Se questo è vero, vuol dire che Dio ritiene l’uomo suo compagno ("Siamo infatti collaboratori di Dio", 1Cor 3,9). È una cosa straordinaria! Con la rivelazione di Gesù, che svela, mentre compie, il supremo desiderio di Dio di stare dalla parte degli uomini, possiamo scorgere all'opera nel mondo le segrete intenzioni di Dio nei confronti delle sue creature. Parlare di annuncio evangelico, di redenzione, di salvezza, di grazia, significa alludere a questa opera di riconciliazione in atto nella storia, come dice Gesù:  «Il Padre mio opera sempre e anch'io opero» (Gv 5,17). Opera appunto la riconciliazione in Gesù, nostra pace ("Egli infatti è la nostra pace", Ef 2,14). I discepoli di Gesù sono chiamati a concorrere alla realizzazione di questa 'opera'. In questo senso dobbiamo imparare a giudicare ogni cosa in base alla convergenza verso questo supremo scopo divino. Tra l’altro, imparare a diventare coscienti di questa realtà significa passare dal livello psicologico a quello spirituale, diventare compagni di Dio.
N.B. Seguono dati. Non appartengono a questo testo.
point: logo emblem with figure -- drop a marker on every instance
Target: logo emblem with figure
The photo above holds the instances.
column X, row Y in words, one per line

Il segnale della partecipazione a quell’opera, è la letizia, come annota il vangelo a proposito dei discepoli tornando dalla loro missione. Essi credono di attribuire la loro letizia al fatto di aver soggiogato i demoni, ma Gesù li corregge e conferma la loro gioia perché “i vostri nomi sono scritti nei cieli”. Come a dire: non rallegratevi di aver potuto fare cose straordinarie, impensate e impensabili fino ad ora, ma rallegratevi di godere del segreto di Dio, di stare solidali con il suo sentire, di godere la letizia del Regno. L’annuncio si gioca infatti sulla potenza del contagio della letizia di cui fanno esperienza i discepoli e di cui Gesù svela la vera ragione: i vostri nomi sono scritti nei cieli, avete parte al ‘far grazia di Sé all’uomo da parte di Dio’, partecipate al suo amore per gli uomini che non si dà pace finché tutti e ciascuno non ne possano godere, per sempre. I discepoli impareranno l’estensione e la natura di quella letizia nel seguire il loro Maestro che sta andando a Gerusalemme dove subirà la passione. Lo ricorda s. Paolo nella seconda lettura di oggi quando proclama: “Fratelli, quanto a me non ci sia altro vanto che nella croce del Signore nostro Gesù Cristo, per mezzo della quale il mondo per me è stato crocifisso, come io per il mondo” (Gal 6,14). La letizia evangelica è una letizia esigente. Ma la vera radice di quella letizia è rivelata da Gesù quando firma la gioia dei discepoli con la sua esultanza: “Io ti rendo lode, Padre, Signore del cielo e della terra, che hai nascosto queste cose ai dotti e ai sapienti e le hai rivelate ai piccoli. Sì, Padre, perché così a te è piaciuto” (Lc 10,21). ‘Così è piaciuto a te’: l’uomo può solo accogliere e ritrovarsi nell’offerta di Dio. È a quella esperienza, all’intimità di quella rivelazione che il discepolo attinge per fondare le ragioni di un vivere che funzionino come radici di umanità nuova. Potesse l’anima essere ancora toccata dalla benevolenza persuasiva delle parole di Gesù: “Non temere, piccolo gregge, perché al Padre vostro è piaciuto di darvi il suo regno” (Lc 12,32)!